I’m not delusional, in the warmer months, I’m probably part of the big crowd which serves as the laughing stock for those who don’t particularly like to see that specific part of the body exposed. Instagram’s featuring sneaky pictures of slivers of skin shining just between the hem of a dark jean and top of a chunky sneaker (a trend to be questioned at another time) have sprung like mushrooms after rain. I’ll admit, they’re pretty funny, especially when capturing this particular trend during Winter. Amidst the cold, the rain and the occasional wet snow covering the ground, there they are, taunting or haunting us. Bare ankles in Winter. What I’ve noticed recently though, is that in Winter, this trend seems to be popular mostly with the male portion of our population. Jeans so skinny they’ll likely be the cause of a decrease in their ability to reproduce go hand in hand with brand sneakers and exposed ankles. I’ve risen the debate among my male friends recently, asking them why they think guys do it. One of them pointed out the lack of exposed underwear (low riding jeans, a trend that came from prisons where it was a sign that inmates were willing to have sexual intercourse) and how bare ankles seem to have taken its place, another said that if you watch carefully, it’s only a certain demographic that does it, implying it’s an age thing rather than a fashion statement. One of them bravely decided to try it, rolling up his pants. It only lasted for a hot minute before he declared that he feels exposed and vulnerable. When confronting a guy with bare ankles the answer was “because it looks cool”.

My dudes, my ladies, it might look cool in Summer if you know how to properly style it but I assure you that in Winter the only way it looks cool is the synonym to cold. It looks like your mom never taught you how to dress yourself and it looks like you really want a one week stay in the hotel Hospital, all expenses paid curtesy of the flu.
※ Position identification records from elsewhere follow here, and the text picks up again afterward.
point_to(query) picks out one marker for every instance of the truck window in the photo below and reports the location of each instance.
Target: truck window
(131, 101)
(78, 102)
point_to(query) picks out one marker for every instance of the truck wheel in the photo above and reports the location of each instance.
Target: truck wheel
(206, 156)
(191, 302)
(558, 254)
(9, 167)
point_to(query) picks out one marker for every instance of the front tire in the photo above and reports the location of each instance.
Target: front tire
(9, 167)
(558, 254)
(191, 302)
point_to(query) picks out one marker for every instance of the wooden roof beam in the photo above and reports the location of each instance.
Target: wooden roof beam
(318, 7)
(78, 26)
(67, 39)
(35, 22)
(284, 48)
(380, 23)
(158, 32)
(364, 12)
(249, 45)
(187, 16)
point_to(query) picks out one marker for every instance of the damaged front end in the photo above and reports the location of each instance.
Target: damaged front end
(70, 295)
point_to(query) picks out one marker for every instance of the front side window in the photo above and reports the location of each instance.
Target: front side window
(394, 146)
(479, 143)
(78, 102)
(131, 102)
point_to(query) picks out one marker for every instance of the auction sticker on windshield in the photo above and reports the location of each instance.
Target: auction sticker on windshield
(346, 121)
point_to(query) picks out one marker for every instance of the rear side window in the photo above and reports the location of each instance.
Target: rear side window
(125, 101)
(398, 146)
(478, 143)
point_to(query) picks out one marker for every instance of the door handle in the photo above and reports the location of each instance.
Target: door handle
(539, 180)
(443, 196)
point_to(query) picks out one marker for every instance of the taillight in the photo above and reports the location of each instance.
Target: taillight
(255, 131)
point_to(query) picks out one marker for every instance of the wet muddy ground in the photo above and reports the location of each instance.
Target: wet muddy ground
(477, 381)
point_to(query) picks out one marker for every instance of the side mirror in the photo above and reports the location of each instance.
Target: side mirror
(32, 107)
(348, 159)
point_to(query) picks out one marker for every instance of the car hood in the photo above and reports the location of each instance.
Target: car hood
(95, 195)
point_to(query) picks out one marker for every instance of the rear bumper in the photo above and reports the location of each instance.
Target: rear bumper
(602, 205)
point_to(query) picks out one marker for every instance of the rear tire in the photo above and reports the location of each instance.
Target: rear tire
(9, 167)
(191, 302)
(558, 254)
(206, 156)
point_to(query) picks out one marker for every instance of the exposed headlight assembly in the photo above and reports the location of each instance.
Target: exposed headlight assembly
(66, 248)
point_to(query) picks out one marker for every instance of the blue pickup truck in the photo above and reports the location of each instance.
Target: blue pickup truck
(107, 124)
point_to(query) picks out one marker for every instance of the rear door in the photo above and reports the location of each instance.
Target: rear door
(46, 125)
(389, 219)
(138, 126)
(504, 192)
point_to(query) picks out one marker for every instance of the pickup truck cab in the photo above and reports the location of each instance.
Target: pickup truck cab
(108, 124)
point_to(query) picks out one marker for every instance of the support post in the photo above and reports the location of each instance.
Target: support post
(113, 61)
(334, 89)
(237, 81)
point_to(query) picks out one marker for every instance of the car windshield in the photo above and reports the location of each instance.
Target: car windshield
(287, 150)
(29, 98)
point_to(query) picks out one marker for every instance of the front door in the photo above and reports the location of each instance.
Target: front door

But perhaps a more prominent question than why to bare your ankles in Winter is: what’s next? The early 2000s have seen us through the bellybutton era, crop tops gave us the slice of midriff, we’ve been through the cold shoulder mania – is the next big thing high socks and Bermuda shorts, baring the knee? Perhaps a bit of toe on an otherwise fully covered bod? Which part of skin is the next in line to see the light of day after being neglected for too long? And will the trend continue into the Fall/Winter season as well? More importantly: is it going to look cool enough to risk catching a cold for it in the name of fashion – and if it isn’t, is it even a trend?